Since 2011 the magazine has won 10 APEX Awards for Publication Excellence, an annual competition for corporate and nonprofit publishers, editors, writers and designers who create print, web, electronic and social media. APEX awards include categories for editorial content and for graphical design and layout. While it is certainly gratifying to publish an award-winning magazine, we believe a high quality, attractive, content-rich magazine is more likely to be thoroughly read by our members and more apt to be shared with others.
The RGS website has become an increasingly important communications tool both for RGS and AWS members and for the general public. Since 2013, our website has seen a 95 percent increase in pageviews and a 67 percent increase in unique users. We’ve seen similar increases in new visitor sessions, returning visitor sessions and organic traffic. Our web traffic has increased not only because of the updated look and feel of the website and the expanded range of information posted, web traffic has increased because of the exciting new merchandise available on RGS Mart. If you have not visited our website lately, you should check it out and reacquaint yourself with all new available products.
We use social media channels and host social media events like the Grouse Camp Tour and Project Upland videos to go on the offensive by engaging a broader spectrum of the general public to spread the word about the importance of young forest habitat in keeping our nation’s forests healthy and forest wildlife populations abundant and diverse.

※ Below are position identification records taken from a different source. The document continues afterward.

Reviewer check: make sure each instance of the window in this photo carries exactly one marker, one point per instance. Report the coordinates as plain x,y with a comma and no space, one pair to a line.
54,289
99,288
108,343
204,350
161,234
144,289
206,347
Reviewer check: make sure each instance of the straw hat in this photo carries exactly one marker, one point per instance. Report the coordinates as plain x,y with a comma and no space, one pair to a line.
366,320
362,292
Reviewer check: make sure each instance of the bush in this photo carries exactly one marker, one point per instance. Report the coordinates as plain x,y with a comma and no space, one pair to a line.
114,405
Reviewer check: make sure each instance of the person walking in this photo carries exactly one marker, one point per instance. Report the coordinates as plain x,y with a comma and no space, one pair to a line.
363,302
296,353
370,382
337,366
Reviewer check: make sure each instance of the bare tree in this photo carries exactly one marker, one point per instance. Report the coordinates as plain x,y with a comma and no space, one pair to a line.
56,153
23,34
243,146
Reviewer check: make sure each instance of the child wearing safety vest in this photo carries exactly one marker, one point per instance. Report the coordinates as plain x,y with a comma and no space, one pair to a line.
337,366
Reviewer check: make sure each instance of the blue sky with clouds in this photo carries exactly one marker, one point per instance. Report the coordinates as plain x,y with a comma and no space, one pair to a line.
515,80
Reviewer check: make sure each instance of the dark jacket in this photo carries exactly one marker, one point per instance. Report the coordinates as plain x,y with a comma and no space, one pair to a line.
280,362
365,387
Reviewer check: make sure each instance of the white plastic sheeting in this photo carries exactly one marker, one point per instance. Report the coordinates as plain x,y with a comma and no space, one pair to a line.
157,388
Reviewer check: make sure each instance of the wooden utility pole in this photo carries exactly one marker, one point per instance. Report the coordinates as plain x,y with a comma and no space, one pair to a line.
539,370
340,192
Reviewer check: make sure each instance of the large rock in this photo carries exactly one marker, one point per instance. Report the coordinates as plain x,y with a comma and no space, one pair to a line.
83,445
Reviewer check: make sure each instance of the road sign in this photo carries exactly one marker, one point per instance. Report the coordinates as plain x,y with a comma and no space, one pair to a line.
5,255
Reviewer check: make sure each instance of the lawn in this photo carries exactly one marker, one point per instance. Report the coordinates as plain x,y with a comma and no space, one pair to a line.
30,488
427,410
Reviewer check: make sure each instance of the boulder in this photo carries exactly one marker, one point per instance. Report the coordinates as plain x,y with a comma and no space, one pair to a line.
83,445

You will find RGS and AWS on Facebook, Instagram, Twitter and Snapchat. We host blogs on a variety of topics. The all-digital new member drive that launched last October is the most successful membership drive we have ever conducted. All these techniques combine to expand our numbers, broaden our demographic profile and empower our members and friends with facts and knowledge.
Technology has accelerated the world in which we live and RGS and AWS are keeping pace by making sure our members and friends are armed with accurate facts and information to fight against those who would deter us from our mission to preserve our sporting traditions through the creation of healthy woodland habitat for ruffed grouse, American woodcock and other forest wildlife.